In addition to the audible location representation, audible to the operator, also a visual location representation is presented to the operator, viz. in the form of an image, e.g. as shown in figure 1 (again in the corner right below) where the relevant microphone location and the neighbouring camera location have been accentuated by (bold) encircling the relevant location. In this way the operator
9 will be guided—in a natural and intuitive way— to pay his attention to the location in which -according to the sound picked up by the microphone(s)- something might be wrong. Then the operator may activate the relevant camera (e.g. by using a touch screen or keyboard function) to zoom in, which may be made visible via the same observation screen 1 or -as is suggested in figure 1— via one or more auxiliary screens. In the illustrated example, the operator may have heard (the sound representation of) breaking glass and/or crying voices "Stop thief!!", is guided by that sound to the highlighted location at his screen 1, activates the relevant camera and see at the auxiliary screen
10 a thief running away. The operator then may contact and inform the police. The display of the visual location representation may continue until it is switched off by the operator, or it may be switched off automatically after a time interval that is longer than the time interval during which sound is rendered from the sound source.
Concerning the sound representation, made in de IR module 3, this may include to make separated fragmented parts of the sound picked up by the sound source (the microphone(s)), which fragmentation is such that the overall semantic intelligibility of the sound is reduced to a level which complies with the relevant privacy regulations related to eavesdropping. When the length of each fragmented part is limited (e.g. to 10 seconds or less), the intelligibility will be decreased and thus the possibility to relate a spoken phrase to a particular individual will be made infeasible.
Another or an additional method for intelligibility reduction is to process (e.g. by scrambling and/or distortion) the sound from the originating sound source such that the intelligibility of the sound is reduced to a level which complies with the relevant privacy regulations related to eavesdropping. In practice it has been proven that when the Speech Transmission Index of the processed sound has a maximum of 0.35, this will fit to the desired lower intelligibility. The Speech Transmission Index (STI) is a measure for the intelligibility (understanding) of speech, whose value varies from 0 (completely
unintelligible) to 1 (perfect intelligibility). On this scale, an STI of at least 0.5 is desirable for most applications (Steeneken, H. J. M., & Houtgast, T. (1980). A physical method for measuring speech-transmission quality. Journal of the Acoustical Society of America, 67, 318-326).
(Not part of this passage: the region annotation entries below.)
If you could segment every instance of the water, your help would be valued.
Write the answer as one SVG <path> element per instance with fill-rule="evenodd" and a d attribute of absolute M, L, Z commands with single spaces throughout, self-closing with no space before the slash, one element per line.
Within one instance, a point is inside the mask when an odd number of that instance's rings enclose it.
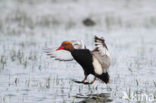
<path fill-rule="evenodd" d="M 0 103 L 155 102 L 155 4 L 155 0 L 1 0 Z M 88 17 L 95 26 L 83 25 Z M 82 68 L 43 52 L 77 39 L 92 50 L 95 34 L 105 38 L 111 53 L 107 85 L 98 80 L 92 85 L 73 82 L 84 78 Z M 93 78 L 90 75 L 87 81 Z"/>

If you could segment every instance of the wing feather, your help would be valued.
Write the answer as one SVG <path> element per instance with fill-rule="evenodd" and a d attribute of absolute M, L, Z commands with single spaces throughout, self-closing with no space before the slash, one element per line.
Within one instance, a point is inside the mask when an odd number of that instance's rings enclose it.
<path fill-rule="evenodd" d="M 75 49 L 85 49 L 85 45 L 83 41 L 81 40 L 72 40 L 71 41 Z M 73 56 L 69 51 L 66 50 L 58 50 L 57 48 L 46 48 L 44 49 L 44 52 L 49 55 L 51 58 L 54 58 L 55 60 L 59 61 L 72 61 Z"/>

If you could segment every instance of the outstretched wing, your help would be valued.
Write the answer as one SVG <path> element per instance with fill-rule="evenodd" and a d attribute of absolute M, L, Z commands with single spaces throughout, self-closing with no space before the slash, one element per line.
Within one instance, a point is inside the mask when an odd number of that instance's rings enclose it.
<path fill-rule="evenodd" d="M 56 51 L 56 48 L 54 48 L 54 49 L 47 48 L 44 51 L 47 53 L 47 55 L 49 55 L 51 58 L 54 58 L 55 60 L 60 60 L 60 61 L 73 60 L 71 53 L 66 50 Z"/>
<path fill-rule="evenodd" d="M 95 46 L 96 46 L 95 50 L 98 51 L 101 56 L 110 55 L 103 37 L 100 38 L 100 37 L 95 36 Z"/>
<path fill-rule="evenodd" d="M 85 45 L 83 41 L 80 40 L 72 40 L 72 45 L 75 49 L 85 49 Z M 44 51 L 49 55 L 51 58 L 60 61 L 72 61 L 73 56 L 69 51 L 66 50 L 56 50 L 57 48 L 46 48 Z"/>
<path fill-rule="evenodd" d="M 101 64 L 103 72 L 106 73 L 110 66 L 110 54 L 108 52 L 104 38 L 95 36 L 95 46 L 96 48 L 92 51 L 92 54 Z"/>

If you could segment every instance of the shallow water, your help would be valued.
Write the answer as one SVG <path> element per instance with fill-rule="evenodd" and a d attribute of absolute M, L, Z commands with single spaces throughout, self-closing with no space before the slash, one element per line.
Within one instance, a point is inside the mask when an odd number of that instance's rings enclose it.
<path fill-rule="evenodd" d="M 155 102 L 155 0 L 0 2 L 0 103 Z M 84 26 L 87 17 L 96 25 Z M 107 85 L 73 82 L 84 78 L 82 68 L 43 52 L 77 39 L 92 50 L 95 34 L 111 53 Z"/>

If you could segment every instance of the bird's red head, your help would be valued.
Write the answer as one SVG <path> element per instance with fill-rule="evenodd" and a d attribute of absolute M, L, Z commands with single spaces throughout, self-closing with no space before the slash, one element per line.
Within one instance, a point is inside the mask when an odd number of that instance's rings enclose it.
<path fill-rule="evenodd" d="M 72 45 L 72 43 L 70 41 L 64 41 L 61 44 L 61 46 L 58 49 L 56 49 L 56 50 L 62 50 L 62 49 L 68 50 L 68 51 L 73 51 L 74 47 L 73 47 L 73 45 Z"/>

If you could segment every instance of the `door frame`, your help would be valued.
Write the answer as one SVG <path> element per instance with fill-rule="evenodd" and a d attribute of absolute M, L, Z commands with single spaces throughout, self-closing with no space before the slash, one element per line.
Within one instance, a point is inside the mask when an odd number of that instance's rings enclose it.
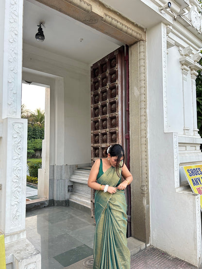
<path fill-rule="evenodd" d="M 150 243 L 146 34 L 145 30 L 96 0 L 36 0 L 129 45 L 132 236 Z"/>

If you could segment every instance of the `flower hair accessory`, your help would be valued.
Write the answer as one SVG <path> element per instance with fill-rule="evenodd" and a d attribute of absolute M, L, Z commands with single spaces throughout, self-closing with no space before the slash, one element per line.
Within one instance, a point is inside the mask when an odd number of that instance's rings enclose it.
<path fill-rule="evenodd" d="M 110 148 L 110 147 L 112 146 L 112 145 L 111 145 L 111 146 L 109 146 L 109 147 L 108 147 L 108 148 L 107 149 L 107 154 L 109 154 L 109 149 Z"/>

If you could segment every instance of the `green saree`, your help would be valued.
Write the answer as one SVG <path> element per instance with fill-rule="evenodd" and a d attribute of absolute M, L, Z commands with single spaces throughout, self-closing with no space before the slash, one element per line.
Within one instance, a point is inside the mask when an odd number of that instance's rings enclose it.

Intelligibility reduction may be realized by processing such as one or more of time and/or frequency domain scrambling, adding echos, distorting, filtering, or addition of noise. The addition of echos, for example is a simple and effective way of reducing intelligibility. Scrambling may involve changing the relative sequence of a series of fragments of the sound. Distortion may involve applying a non-linear function to sound sample values. Filtering may involve reducing the strength high frequency components. In an embodiment, a frequency of a lowest sound (e.g. speech) component such as a formant is determined and the relative strength of frequency component at frequencies above this component is reduced. Noise may be added at selected frequencies for example. Each of these measures reduces the intelligibility of the sound.
The degree of reduction may be increased for example by using shorter fragments or increased reordering, adding more echos, using a non-linear function that deviates more from a linear function, reducing high frequency components more strongly, reducing more high frequency components, adding more noise etc. Preferably a method of reduction is used that preserves the amplitude variation at the lowest speech frequencies more than higher frequencies. This makes it easier to recognize emotions.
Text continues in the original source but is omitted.